Będzie "zabójstwo drogowe"? Postulat wraca po tragicznym wypadku na A1

Kierowca, który spowodował wypadek na autostradzie A1, w którym spłonęła rodzina z małym dzieckiem, w Polsce może zostać skazany tylko za wypadek drogowy. Zdaniem ekspertów należy wprowadzić „zabójstwo drogowe”, przewidujące surowsze kary za wypadki z przy przekraczaniu prędkości o 50 km/h i przy „rażąco niebezpiecznej jeździe”. Prokuratura Krajowa ma taką analizę od kwietnia 2022 r. Przypominamy również prawo i najważniejsze zasady jazdy na autostradach w Polsce.

Publikacja: 29.09.2023 11:12

Będzie "zabójstwo drogowe"? Postulat wraca po tragicznym wypadku na A1

Foto: Adobe Stock

mat

Tym wypadkiem żyje w ostatnich dniach cała Polska. Doszło do niego 16 września wieczorem na autostradzie A1 koło Piotrkowa Trybunalskiego. Zginęło małżeństwo z pięcioletnim dzieckiem - ich auto stanęło w płomieniach po uderzeniu w bariery. Według pierwszych oświadczeń policji i prokuratury uczestniczył w nim tylko jeden pojazd – kia, która „z niewyjaśnionych przyczyn” uderzyła w bariery.

Sprawcy wypadku na A1 grozi 8 lat więzienia

Wersja ta była sprzeczna z filmem, który pojawił się w internecie (zarejestrował je samochód z kamerką jadący po przeciwnym pasie). Widać na nim, że rozpędzony samochód, migając światłami, przegania z pasa jadący przed nim pojazd (kię). Dochodzi do zderzenia – pojazd taranuje kię i spycha na bariery. Na miejscu zdarzenia – 200 metrów od wraku kii, stało bmw. Jechało nim trzech mężczyzn, kierowcą miał być Sebastian M., młody przedsiębiorca z Łodzi.

Presja opinii publicznej skłoniła prokuraturę do analizy wypadku i postawienia zarzutów. Na polecenie prokuratora generalna Zbigniewa Ziobry z Niemiec sprowadzono specjalny program do odczytu tzw. czarnej skrzynki bmw.
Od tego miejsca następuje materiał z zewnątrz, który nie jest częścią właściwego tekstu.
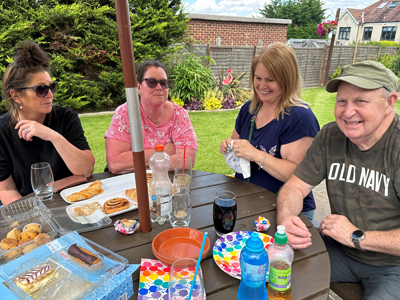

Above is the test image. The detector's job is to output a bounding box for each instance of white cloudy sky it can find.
[184,0,377,19]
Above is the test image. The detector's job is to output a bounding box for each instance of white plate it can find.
[60,170,152,204]
[67,191,137,219]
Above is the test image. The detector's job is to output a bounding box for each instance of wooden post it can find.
[318,44,328,86]
[323,8,340,86]
[115,0,151,233]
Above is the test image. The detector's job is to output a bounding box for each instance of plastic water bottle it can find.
[149,145,172,225]
[238,232,268,300]
[267,225,294,300]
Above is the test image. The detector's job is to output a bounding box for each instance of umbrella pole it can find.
[115,0,151,233]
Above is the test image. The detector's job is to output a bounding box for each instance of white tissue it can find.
[225,140,250,179]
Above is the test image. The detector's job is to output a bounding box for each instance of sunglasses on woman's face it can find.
[143,78,169,90]
[20,81,58,97]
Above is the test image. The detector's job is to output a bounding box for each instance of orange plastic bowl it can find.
[151,228,210,265]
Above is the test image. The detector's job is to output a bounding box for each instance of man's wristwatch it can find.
[351,229,365,251]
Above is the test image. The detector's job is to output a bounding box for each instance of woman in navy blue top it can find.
[220,43,319,220]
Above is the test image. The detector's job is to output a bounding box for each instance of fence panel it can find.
[189,44,397,87]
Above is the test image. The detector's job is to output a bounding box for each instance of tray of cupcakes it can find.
[0,232,128,300]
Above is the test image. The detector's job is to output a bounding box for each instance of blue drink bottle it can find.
[238,232,268,300]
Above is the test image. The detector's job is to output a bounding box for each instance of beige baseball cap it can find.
[326,60,398,93]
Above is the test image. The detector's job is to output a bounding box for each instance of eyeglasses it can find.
[143,78,169,90]
[20,81,58,97]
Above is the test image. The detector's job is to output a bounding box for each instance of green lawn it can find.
[81,87,400,174]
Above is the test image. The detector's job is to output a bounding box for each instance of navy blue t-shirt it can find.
[235,101,319,211]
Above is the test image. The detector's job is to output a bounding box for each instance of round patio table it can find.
[40,171,330,300]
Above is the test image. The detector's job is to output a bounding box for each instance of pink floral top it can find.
[104,102,197,150]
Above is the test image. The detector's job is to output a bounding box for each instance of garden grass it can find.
[81,87,400,174]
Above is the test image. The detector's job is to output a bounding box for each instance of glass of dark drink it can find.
[213,191,237,236]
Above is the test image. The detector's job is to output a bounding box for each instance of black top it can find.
[0,105,90,196]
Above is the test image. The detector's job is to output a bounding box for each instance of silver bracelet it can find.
[258,152,268,170]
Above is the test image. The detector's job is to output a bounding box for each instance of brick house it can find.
[187,14,292,46]
[337,0,400,45]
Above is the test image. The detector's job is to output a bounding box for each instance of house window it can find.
[363,27,372,41]
[376,2,387,9]
[381,26,396,41]
[386,1,400,9]
[339,27,350,40]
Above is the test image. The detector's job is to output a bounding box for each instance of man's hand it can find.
[279,216,311,249]
[319,215,358,248]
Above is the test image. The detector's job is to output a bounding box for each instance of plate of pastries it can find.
[66,172,152,218]
[60,170,153,204]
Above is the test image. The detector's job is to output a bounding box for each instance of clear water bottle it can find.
[238,232,268,300]
[267,225,294,300]
[149,145,172,225]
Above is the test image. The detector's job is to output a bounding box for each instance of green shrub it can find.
[167,48,215,103]
[0,0,189,114]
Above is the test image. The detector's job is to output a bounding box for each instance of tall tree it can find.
[260,0,326,39]
[0,0,188,114]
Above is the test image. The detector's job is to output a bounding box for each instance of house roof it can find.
[347,0,400,23]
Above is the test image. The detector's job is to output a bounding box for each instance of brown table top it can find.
[46,171,330,300]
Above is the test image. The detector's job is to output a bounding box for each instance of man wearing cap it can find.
[278,61,400,299]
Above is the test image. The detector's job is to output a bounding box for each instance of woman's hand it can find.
[219,138,232,154]
[15,120,59,141]
[232,139,260,161]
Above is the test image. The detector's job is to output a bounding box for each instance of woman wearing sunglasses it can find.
[105,60,197,174]
[0,41,95,204]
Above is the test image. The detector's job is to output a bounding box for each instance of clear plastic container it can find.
[0,232,128,300]
[149,145,172,225]
[0,197,111,266]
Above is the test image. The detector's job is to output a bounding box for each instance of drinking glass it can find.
[168,258,205,300]
[213,191,237,236]
[169,187,192,227]
[173,174,190,192]
[31,162,54,201]
[174,154,192,183]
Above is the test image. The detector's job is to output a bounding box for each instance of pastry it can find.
[3,247,22,260]
[34,233,51,245]
[19,230,37,241]
[22,223,42,235]
[90,201,106,213]
[104,197,129,215]
[68,244,103,271]
[0,238,18,250]
[66,180,102,202]
[15,264,58,295]
[125,189,137,202]
[7,228,21,241]
[23,242,40,254]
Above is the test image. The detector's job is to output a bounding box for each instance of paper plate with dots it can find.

Dzięki temu ustalono, że kierowca jechał 253 km/h, czyli o 113 km/h za szybko (na autostradzie można jechać do 140 km/h).

Wobec kierowcy bmw prokuratura sformułowała zarzuty za spowodowanie wypadku na autostradzie A1. Grozi za to do ośmiu lat pozbawienia wolności.

Czytaj więcej

Wypadek na autostradzie A1. Zabójcza prędkość kierowcy bmw

Eksperci: trzeba wprowadzić „zabójstwo drogowe”

W kontekście tego wypadku branżowy portal brd24.pl, powołując się na ekspertów pisze, że w Polsce należy wprowadzić do prawa „zabójstwo drogowe”. Byłby to nowy typ przestępstwa, przewidujący surowsze kary za wypadki z przy przekraczaniu prędkości o 50 km/h i przy "rażąco niebezpiecznej jeździe".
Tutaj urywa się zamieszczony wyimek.